[Spoiler-free review.] For those wondering if Gen V, the spinoff from Amazon Prime Video’s hit series The Boys, would be just as over-the-top, raunchy, bloody, gutsy, gory, and funny as its predecessor…. Whoa boy. The answer to all of the above is a resounding yes. But… the new series is also so much more. Sure, the series starts off with the same gruesome, diabolical cringe-worthiness we’ve come to know and expect from the parent series. And yes, admittedly, it’s that shock factor that will bring a lot of fans of The Boys to Gen V. There’s something deeper within this spinoff, however, both literally and figuratively, that will keep those fans coming.
Here’s the official synopsis from Amazon:
From the world of The Boys comes Gen V, a thrilling new series set at America’s only college for superheroes. These gifted students put their moral boundaries to the test, competing for the university’s top ranking, and a chance to join The Seven, Vought International’s elite superhero team. When the school’s dark secrets come to light, they must decide what kind of heroes they want to become.
Gen V matches and, in some ways, outshines The Boys
The spinoff series primarily focuses on Marie Moreau (Jaz Sinclair), a super who’s able to control and weaponize blood. Joining her is a misfit group of students all vying for cred and clout, including Emma (Lizzy Broadway), Andre (Chance Perdomo), Cate (Maddie Phillips), and Jordan, a bi-gendered supe that Derek Luh and London Thor collectively play to perfection. What sets Gen V apart from The Boys is how this group not only deals with their respective powers, but also with the stigma, shame, discrimination, pressure, and expectations that come with them.

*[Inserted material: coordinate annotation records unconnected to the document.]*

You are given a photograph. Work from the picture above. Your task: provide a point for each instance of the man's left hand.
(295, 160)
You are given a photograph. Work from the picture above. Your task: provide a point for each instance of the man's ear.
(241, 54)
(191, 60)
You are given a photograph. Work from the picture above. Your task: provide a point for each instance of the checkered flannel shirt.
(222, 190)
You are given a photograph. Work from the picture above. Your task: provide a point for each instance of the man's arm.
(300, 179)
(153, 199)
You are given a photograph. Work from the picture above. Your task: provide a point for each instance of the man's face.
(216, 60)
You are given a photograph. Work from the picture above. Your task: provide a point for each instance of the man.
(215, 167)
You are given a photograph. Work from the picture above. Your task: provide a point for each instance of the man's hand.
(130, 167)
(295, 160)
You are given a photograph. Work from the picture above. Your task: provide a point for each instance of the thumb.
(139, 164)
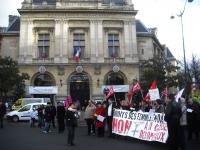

Each are sucked into the dark underside of Godolkin University by an incident that occurs in the series’ early episodes. From there they embark, both collectively and individually, on journeys to discover (or uncover) the lies, deceptions, and manipulations that enshroud their super-powered lives. Those journeys are expectedly raunchy, bloody, and hysterical, putting Gen V on par with The Boys. It’s the unexpected, emotional rabbit hole into which the series pulls you, however, that propels it even further. Lizzy Broadway’s performance, in particular, makes the series well worth the watch.